Composers and their Poets: Falla

 Théophile Gautier by Nadar, c. 1856

Théophile Gautier by Nadar, c. 1856

Manuel de Falla (1876-1946) set relatively little vocal music and the most well-known of his vocal setting is of a set of 7 anonymous popular songs from different regions of Spain: Murcia, Aragon, the north of Spain, the Moorish south, and Andalusia. The fiery Polo is to imitate the equally fiery flamenco.

Falla: 7 Canciones populares españolas: No. 7. Polo (Della Jones, mezzo-soprano; Malcolm Martineau, piano)
Although most of the poets Falla set were Spanish, Antoinio de Trueba (1819-1889), Gustavo Adolfo Bécquer (1836-1870), Cristóbal de Castro (1874-1953), Gregorio Martínez Sierra (1881-1947), and Luis de Góngora (1561-1627), he also set three poems by the French poet Théophile Gautier (1811-1872).

The Trois Mélodies (1910) take their texts from two sources by Gautier: La Comédie de la Mort, published in 1838, and, most appropriately for Falla, España, published in 1845. La Comédie de la Mort was a very 19th century product, fascinated as that time was by death. Unlike his contemporaries, however, Gautier found the topic to be solemn and impressive. Accordingly, the first song, Les colombes (The doves), is about doves nesting in a tree in a graveyard – Gautier compares their nest to his soul, which every morning releases crazy visions, just as the doves fly in the morning light.

Falla: Trois Mélodies: No. 1. Les colombes (Bernarda Fink, mezzo-soprano; Anthony Spiri, piano)
Falla’s early setting of de Castro’s Tus ojillos negros (Your black eyes: 1903) is a passionate love song that became very popular in the US at the turn of the century and was said to be quite embarrassing to Falla, so much so that his later musical style changed dramatically.

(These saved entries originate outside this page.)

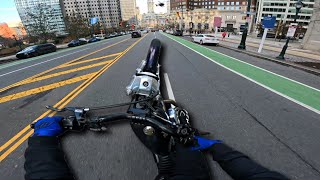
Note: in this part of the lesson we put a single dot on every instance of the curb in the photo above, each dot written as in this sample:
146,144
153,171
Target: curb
307,69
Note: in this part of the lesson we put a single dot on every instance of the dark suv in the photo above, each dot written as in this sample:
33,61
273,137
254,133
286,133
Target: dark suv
177,32
135,34
36,50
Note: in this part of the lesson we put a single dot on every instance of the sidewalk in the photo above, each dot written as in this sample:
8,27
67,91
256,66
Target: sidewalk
271,48
293,53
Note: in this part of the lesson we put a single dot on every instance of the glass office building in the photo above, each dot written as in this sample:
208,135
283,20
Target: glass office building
54,18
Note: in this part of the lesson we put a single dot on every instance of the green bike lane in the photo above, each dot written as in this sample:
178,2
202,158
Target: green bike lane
302,94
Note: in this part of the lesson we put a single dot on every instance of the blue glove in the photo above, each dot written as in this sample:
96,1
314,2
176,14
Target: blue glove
204,143
48,126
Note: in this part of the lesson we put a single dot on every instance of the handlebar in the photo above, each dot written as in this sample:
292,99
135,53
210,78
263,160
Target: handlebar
80,121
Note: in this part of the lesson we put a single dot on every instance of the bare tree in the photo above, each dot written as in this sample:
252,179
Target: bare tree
40,17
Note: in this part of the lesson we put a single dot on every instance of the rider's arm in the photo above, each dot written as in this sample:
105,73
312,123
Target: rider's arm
44,155
240,166
45,159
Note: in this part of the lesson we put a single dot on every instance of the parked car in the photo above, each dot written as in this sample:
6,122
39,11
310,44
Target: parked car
205,39
269,35
177,32
135,34
74,43
94,39
83,41
36,50
143,31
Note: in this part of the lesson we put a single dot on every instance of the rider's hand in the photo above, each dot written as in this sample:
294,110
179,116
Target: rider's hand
203,143
48,126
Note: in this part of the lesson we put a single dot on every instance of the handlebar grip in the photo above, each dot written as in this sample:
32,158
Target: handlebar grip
112,117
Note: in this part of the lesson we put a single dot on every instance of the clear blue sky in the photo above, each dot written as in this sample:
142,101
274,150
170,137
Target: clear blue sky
8,12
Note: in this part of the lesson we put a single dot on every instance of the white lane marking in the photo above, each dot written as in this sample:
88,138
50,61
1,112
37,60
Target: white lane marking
280,94
40,63
168,85
255,67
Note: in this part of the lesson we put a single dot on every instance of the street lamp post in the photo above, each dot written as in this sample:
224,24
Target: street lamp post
245,31
181,18
299,5
17,42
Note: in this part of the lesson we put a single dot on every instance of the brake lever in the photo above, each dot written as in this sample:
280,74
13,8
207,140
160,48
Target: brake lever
56,109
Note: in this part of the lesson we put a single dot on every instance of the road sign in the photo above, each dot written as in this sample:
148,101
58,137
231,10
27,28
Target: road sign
94,20
291,31
268,22
217,22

Falla: Tus ojillos negros (Merlyn Quaife, soprano; Len Vorster, piano)
The post-romantic poet Gustavo Adolfo Bécquer was the source for two highly dramatic songs: Olas gigantes (Giant Waves), and Dios mío, qué solos se quedan los muertos (My God how lonely are the dead). The first is about the loneliness of one who is left alone with her pain when her love departs, and the second is about the long process of the death and burial of a lover – the shadows of the night, the procession to the chapel, the sound of the clock in the chapel, and the funeral cortege and the gravedigger, the rain and the wind. It’s a meditation by someone looking at death for the first time.

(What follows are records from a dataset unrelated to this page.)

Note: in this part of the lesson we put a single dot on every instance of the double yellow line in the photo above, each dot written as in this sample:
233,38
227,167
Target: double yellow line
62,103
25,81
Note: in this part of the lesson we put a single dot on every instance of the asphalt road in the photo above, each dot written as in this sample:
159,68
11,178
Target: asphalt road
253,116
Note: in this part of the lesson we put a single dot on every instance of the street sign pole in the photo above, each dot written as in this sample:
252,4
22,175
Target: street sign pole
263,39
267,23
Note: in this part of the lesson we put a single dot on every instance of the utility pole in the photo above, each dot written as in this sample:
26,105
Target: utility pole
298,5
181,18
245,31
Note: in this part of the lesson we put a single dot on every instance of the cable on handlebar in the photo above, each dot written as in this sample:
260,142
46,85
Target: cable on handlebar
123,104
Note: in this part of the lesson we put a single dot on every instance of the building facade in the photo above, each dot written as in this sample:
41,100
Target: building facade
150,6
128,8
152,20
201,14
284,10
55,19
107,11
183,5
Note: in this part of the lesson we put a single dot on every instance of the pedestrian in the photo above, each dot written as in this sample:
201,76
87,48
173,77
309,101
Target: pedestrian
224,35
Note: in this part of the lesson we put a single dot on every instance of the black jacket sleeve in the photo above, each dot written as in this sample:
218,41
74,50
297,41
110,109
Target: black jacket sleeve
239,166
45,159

 Gustavo Adolfo Bécquer, by Valeriano Bécquer (1862)

Gustavo Adolfo Bécquer, by Valeriano Bécquer (1862)

Falla: Dios mio, que solos se quedan los muerdos (Merlyn Quaife, soprano; Len Vorster, piano)
Béquer’s poetry was a favorite of his contemporaries and many friends could recite his verses from memory. They were collected in a 77-poem book simply called Rimas (Rhymes), published after his death by his friends.

A poem by Gregorio Martínez Sierra that Falla set in 1914 reflects the effects of the first world war on music is Oración de las madres que tienen a sus hijos en brazos (Prayer of Mothers with their children in their arms), where a mother prays that her son not be soldier because he will be killed and she will know neither the hour nor the day that her joy ended.

Falla: Oración de las madres que tienen a sus hijos en brazos (Merlyn Quaife, soprano; Len Vorster, piano)
The setting is very intimate and personal, meticulous in its dynamics and instructions.

Falla could convey the very essence of Spanish culture in his music and, at the same time, write music that could speak to everyone. His poetic inspirations were some of the leading poets of his time and he rose to their challenge with taste and creativity.